Senada dengan itu adalah hadits yang diriwayatkan oleh Imam Ahmad bahwa Husein bin Muhammad telah bercerita kepada kami, Abu Bakar bin ‘Ayyasy telah bercerita kepada kami dari Humaid al Kindiy dari ‘Ubadah bin Nusaiy dari Abi Raihanah bahwa Nabi saw bersabda,”Barangsiapa yang menasabkan (menyandarkan dirinya) kepada sembilan nenek moyang yang kafir karena menginginkan kekuatan dan kebanggaan bersama mereka maka orang itu adalah yang kesepuluh di neraka.”
Adapun firman Allah swt pada ayat 140:
وَقَدْ نَزَّلَ عَلَيْكُمْ فِي الْكِتَابِ أَنْ إِذَا سَمِعْتُمْ آيَاتِ اللّهِ يُكَفَرُ بِهَا وَيُسْتَهْزَأُ بِهَا فَلاَ تَقْعُدُواْ مَعَهُمْ حَتَّى يَخُوضُواْ فِي حَدِيثٍ غَيْرِهِ إِنَّكُمْ إِذًا مِّثْلُهُمْ إِنَّ اللّهَ جَامِعُ الْمُنَافِقِينَ وَالْكَافِرِينَ فِي جَهَنَّمَ جَمِيعًا ﴿١٤٠﴾
“Dan sungguh Allah telah menurunkan kekuatan kepada kamu di dalam Al Quran bahwa apabila kamu mendengar ayat-ayat Allah diingkari dan diperolok-olokkan (oleh orang-orang kafir), Maka janganlah kamu duduk beserta mereka, sehingga mereka memasuki pembicaraan yang lain. karena Sesungguhnya (kalau kamu berbuat demikian), tentulah kamu serupa dengan mereka.

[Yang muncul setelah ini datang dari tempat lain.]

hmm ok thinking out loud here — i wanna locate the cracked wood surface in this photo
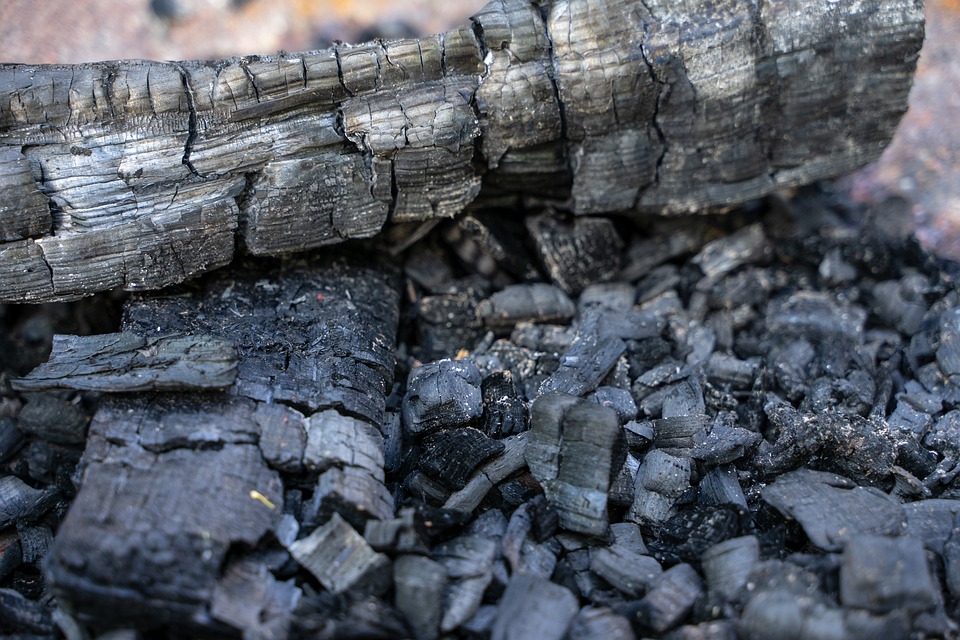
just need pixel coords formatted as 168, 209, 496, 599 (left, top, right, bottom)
0, 0, 924, 303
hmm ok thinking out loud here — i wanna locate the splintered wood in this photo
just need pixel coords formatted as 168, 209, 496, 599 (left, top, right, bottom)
0, 0, 924, 302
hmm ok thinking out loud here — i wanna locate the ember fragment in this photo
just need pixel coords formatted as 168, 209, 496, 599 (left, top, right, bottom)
402, 359, 483, 435
839, 535, 937, 613
418, 427, 506, 490
628, 450, 692, 528
527, 392, 624, 536
526, 213, 623, 295
15, 393, 88, 445
435, 535, 498, 633
476, 283, 576, 330
568, 606, 637, 640
394, 555, 447, 640
701, 535, 760, 602
0, 476, 55, 528
492, 573, 579, 640
288, 513, 391, 596
628, 563, 704, 633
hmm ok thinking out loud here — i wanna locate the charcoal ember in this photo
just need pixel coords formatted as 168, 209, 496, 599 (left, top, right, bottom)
447, 213, 540, 282
871, 277, 929, 336
739, 589, 910, 640
0, 417, 23, 463
526, 392, 624, 536
769, 339, 817, 402
444, 433, 528, 513
596, 310, 665, 342
476, 283, 576, 331
609, 454, 641, 508
491, 573, 579, 640
567, 606, 637, 640
0, 475, 55, 528
653, 415, 709, 455
579, 282, 637, 313
11, 332, 237, 393
650, 505, 745, 565
418, 427, 506, 490
839, 534, 937, 613
706, 353, 759, 389
210, 559, 300, 638
498, 473, 544, 506
288, 513, 390, 596
525, 212, 623, 295
0, 587, 54, 635
434, 535, 498, 633
502, 499, 561, 578
766, 291, 867, 342
382, 411, 403, 476
626, 563, 704, 634
589, 534, 663, 597
623, 420, 654, 450
621, 222, 706, 281
394, 555, 447, 640
538, 333, 627, 397
698, 467, 748, 509
627, 450, 692, 529
404, 470, 452, 506
691, 223, 769, 286
588, 386, 638, 423
691, 413, 762, 465
701, 535, 760, 602
511, 322, 577, 353
254, 402, 307, 474
903, 499, 960, 556
761, 469, 906, 550
663, 621, 737, 640
415, 285, 486, 361
402, 359, 483, 436
365, 508, 430, 555
301, 409, 393, 524
122, 254, 401, 427
15, 393, 88, 445
16, 524, 52, 566
480, 370, 527, 438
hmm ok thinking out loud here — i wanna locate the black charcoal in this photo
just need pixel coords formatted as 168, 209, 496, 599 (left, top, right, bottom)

Sesungguhnya Allah akan mengumpulkan semua orang-orang munafik dan orang-orang kafir di dalam Jahannam.”
Yaitu : apabila kalian jatuh kedalam larangan itu setelah sampainya larangan itu kepada kalian lalu kalian ridho untuk duduk-duduk bersama mereka di tempat yang didalamnya terdapat pengingkaran, memperolok-olok dan merendahkan ayat-ayat Allah lalu kalian setuju dengan mereka maka sungguh kalian adalah sekutu mereka.
Untuk itu Allah swt berfirman إِنَّكُمْ إِذًا مِثْلُهُمْ “Sesungguhnya (kalau kamu berbuat demikian), tentulah kamu serupa dengan mereka” didalam perbuatan dosa, sebagaimana disebutkan didalam hadits,”Barangsiapa yang beriman kepada Allah dan hari akhir maka dia tidak akan duduk pada satu meja yang diatasnya diedarkan minuman keras.”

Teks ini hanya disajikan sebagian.